Título: Stress político abala os mercados
Autor: Renée Pereira
Fonte: O Estado de São Paulo, 23/07/2005, Economia & Negócios, p. B1

A possibilidade de novas denúncias no front político no fim de semana abalou ontem o mercado financeiro, até então pouco influenciado pela crise. Para completar o cenário negativo, o banco de investimentos Merrill Lynch reduziu a recomendação de compra de papéis de títulos da dívida brasileira (ver página 3 ) e azedou ainda mais o humor dos investidores, que decidiram adotar uma postura mais defensiva em suas aplicações. O dólar comercial foi um dos mais atingidos pelo nervosismo do mercado e fechou cotado em R$ 2,398, com alta de 1,74%. Em julho, a moeda americana acumula valorização de 2,74%, mas o balanço do ano ainda é de queda de 9,65% ante o real. O risco país, que reflete a confiança dos investidores no Brasil, subiu 2,97%, para 416 pontos.

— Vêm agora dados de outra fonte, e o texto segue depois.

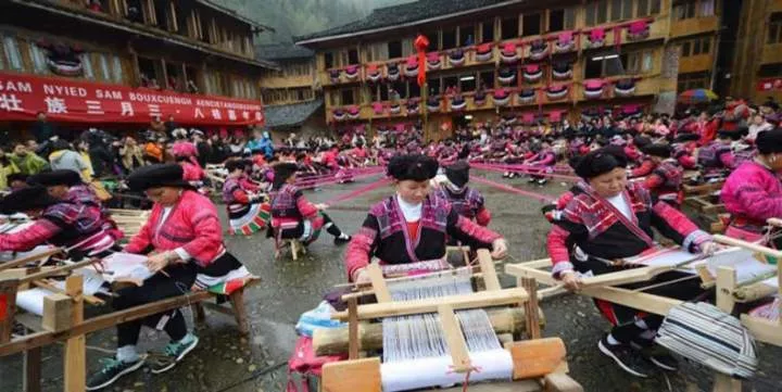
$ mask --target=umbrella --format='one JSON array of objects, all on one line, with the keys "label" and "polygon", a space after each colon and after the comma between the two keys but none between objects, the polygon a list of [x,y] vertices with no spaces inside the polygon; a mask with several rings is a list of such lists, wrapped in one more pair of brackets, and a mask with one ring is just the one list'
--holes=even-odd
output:
[{"label": "umbrella", "polygon": [[704,88],[696,88],[694,90],[686,90],[679,94],[679,101],[683,103],[706,103],[718,99],[714,91]]}]

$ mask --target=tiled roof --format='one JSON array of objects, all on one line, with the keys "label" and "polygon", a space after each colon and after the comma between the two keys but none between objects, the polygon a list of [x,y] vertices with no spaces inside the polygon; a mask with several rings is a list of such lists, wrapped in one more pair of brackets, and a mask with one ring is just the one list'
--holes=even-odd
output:
[{"label": "tiled roof", "polygon": [[310,59],[315,56],[311,49],[293,43],[269,43],[255,47],[255,56],[263,60]]},{"label": "tiled roof", "polygon": [[266,126],[275,128],[301,125],[321,105],[323,98],[310,102],[264,106]]},{"label": "tiled roof", "polygon": [[524,2],[524,0],[418,0],[409,3],[376,9],[363,20],[323,31],[293,37],[293,40],[301,42],[316,38],[396,26],[500,3],[515,2]]}]

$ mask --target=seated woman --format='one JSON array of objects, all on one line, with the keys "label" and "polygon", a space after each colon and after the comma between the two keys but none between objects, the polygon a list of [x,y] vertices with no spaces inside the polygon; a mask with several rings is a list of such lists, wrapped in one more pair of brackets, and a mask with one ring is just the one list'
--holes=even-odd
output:
[{"label": "seated woman", "polygon": [[424,155],[396,155],[388,165],[395,194],[375,204],[361,230],[348,245],[345,269],[351,281],[368,282],[366,266],[380,260],[387,276],[450,268],[445,246],[454,238],[472,249],[491,249],[502,258],[507,244],[499,233],[458,215],[455,208],[430,194],[430,179],[438,163]]},{"label": "seated woman", "polygon": [[94,191],[87,184],[81,182],[81,176],[78,173],[68,169],[43,172],[29,177],[27,181],[31,185],[46,187],[49,194],[56,199],[86,208],[98,208],[103,220],[103,230],[115,241],[124,237],[124,233],[103,207],[103,203],[98,199]]},{"label": "seated woman", "polygon": [[272,185],[272,228],[275,240],[297,239],[304,245],[315,242],[320,229],[333,236],[335,244],[346,243],[351,236],[337,227],[323,210],[324,204],[313,204],[297,188],[295,178],[299,165],[295,163],[278,163],[274,166],[274,184]]},{"label": "seated woman", "polygon": [[223,202],[228,210],[229,232],[250,236],[263,230],[268,224],[270,207],[266,194],[257,193],[257,187],[247,186],[250,182],[247,170],[252,167],[252,161],[230,160],[225,166],[228,178],[223,185]]},{"label": "seated woman", "polygon": [[22,212],[35,219],[20,231],[0,235],[0,251],[24,252],[51,244],[67,249],[73,258],[80,258],[76,254],[102,257],[117,250],[114,237],[105,230],[100,208],[55,198],[43,187],[15,190],[0,205],[3,214]]},{"label": "seated woman", "polygon": [[[217,208],[182,179],[175,164],[155,164],[136,169],[128,187],[143,191],[154,202],[149,220],[125,246],[127,253],[147,253],[147,267],[155,273],[142,286],[117,290],[115,309],[126,309],[166,298],[182,295],[225,283],[231,287],[250,274],[223,243]],[[228,292],[227,292],[228,293]],[[87,390],[111,385],[119,377],[140,368],[144,358],[136,351],[141,326],[162,328],[172,339],[165,354],[152,364],[152,372],[169,370],[199,342],[188,332],[179,309],[160,313],[117,326],[117,354],[104,359],[103,368],[92,375]]]},{"label": "seated woman", "polygon": [[[576,174],[584,181],[572,188],[572,198],[562,216],[553,222],[546,245],[554,277],[570,290],[581,288],[582,276],[627,269],[615,260],[653,250],[653,227],[690,252],[712,249],[711,237],[698,230],[681,212],[654,200],[641,184],[628,182],[626,167],[627,157],[620,148],[614,147],[593,151],[576,164]],[[663,274],[643,284],[680,279],[682,274]],[[702,293],[702,289],[697,279],[690,279],[644,292],[692,300]],[[598,343],[603,354],[636,377],[651,375],[648,362],[663,369],[677,369],[674,359],[654,344],[661,316],[643,314],[607,301],[596,300],[595,303],[614,325],[610,333]]]},{"label": "seated woman", "polygon": [[[720,191],[731,214],[726,233],[752,242],[764,240],[766,220],[782,218],[782,129],[758,134],[755,143],[758,156],[731,173]],[[779,239],[773,244],[782,248]]]}]

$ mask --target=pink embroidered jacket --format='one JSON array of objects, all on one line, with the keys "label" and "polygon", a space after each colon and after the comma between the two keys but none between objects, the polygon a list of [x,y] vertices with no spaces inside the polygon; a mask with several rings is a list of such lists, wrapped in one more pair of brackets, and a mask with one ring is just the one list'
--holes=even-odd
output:
[{"label": "pink embroidered jacket", "polygon": [[181,248],[202,267],[225,253],[217,208],[198,192],[184,191],[165,222],[161,222],[162,218],[163,206],[155,204],[149,220],[130,239],[125,252],[143,253],[149,246],[157,252]]},{"label": "pink embroidered jacket", "polygon": [[782,182],[756,162],[745,162],[733,170],[720,198],[733,218],[753,226],[765,226],[768,218],[782,217]]}]

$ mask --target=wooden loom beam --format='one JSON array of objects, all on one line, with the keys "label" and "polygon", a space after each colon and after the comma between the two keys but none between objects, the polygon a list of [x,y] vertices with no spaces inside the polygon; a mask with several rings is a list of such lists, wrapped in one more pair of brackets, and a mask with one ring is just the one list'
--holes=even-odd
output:
[{"label": "wooden loom beam", "polygon": [[[436,313],[440,305],[452,305],[455,311],[458,311],[520,304],[528,299],[529,295],[525,289],[516,288],[500,291],[480,291],[469,294],[458,294],[400,303],[378,303],[358,306],[358,319]],[[331,318],[344,321],[348,319],[348,312],[337,312],[332,314]]]}]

Os títulos da dívida brasileira também acompanharam o clima de aversão a risco e recuaram. O Global 40 fechou em queda de 0,21% em 116,75% do valor de face. Já o A-Bond, que substituirá o C-Bond, abriu em 102,00% do valor de face e terminou o dia em 100,75%, com recuo de 0,74%. A Bolsa de Valores de São Paulo (Bovespa) não ficou imune e despencou 1,75% para 25.391,2 pontos.

"Mesmo sem fato novo, dá para perceber que o investidor, daqui e do exterior, está mais cauteloso com o mercado doméstico", afirma o estrategista do BankBoston Odair Abate. Mas esse comportamento, ressalta, está associado ao ambiente político, não a indicadores macroeconômicos. "Não há nada que conteste os fundamentos da economia", diz ele. Um exemplo foi a divulgação do IPCA-15 de julho, que ficou em 0,11%, ante 0,12% em junho.

Mas o que mais preocupa os investidores é a contaminação dos indicadores econômicos, até agora preservados. Para o mercado, isso aconteceria se a crise atingisse o ministro da Fazenda, Antonio Palocci, e Lula. A economista da Mellon Global Investments Solange Srour Chachamovitz afirma que essas preocupações estão aumentando: "O cenário de que tudo pode acabar em pizza foi diluído durante a semana."

Com os boatos de que as revistas semanais trariam novas denúncias, os investidores preferiram se desfazer de posições mais agressivas e esperar o fim de semana. "Ninguém quer passar o fim de semana desprotegido", resumiu um operador.

Mas o economista da Sul América Investimentos Newton Rosa acredita que esse comportamento não se sustenta, especialmente se não houver novas denúncias.

Rosa reconhece, entretanto, que a postura dos investidores estrangeiros já não é mais a de antes, de tranqüilidade. A crise doméstica já começa a despertar alguma desconfiança nos investidores, afirma. Antes de a Merrill Lynch ter rebaixado os títulos da dívida brasileira, o ABN Amro, Goldman Sachs e o HSBC já haviam alertado seus clientes nesta semana sobre o agravamento do risco político no Brasil.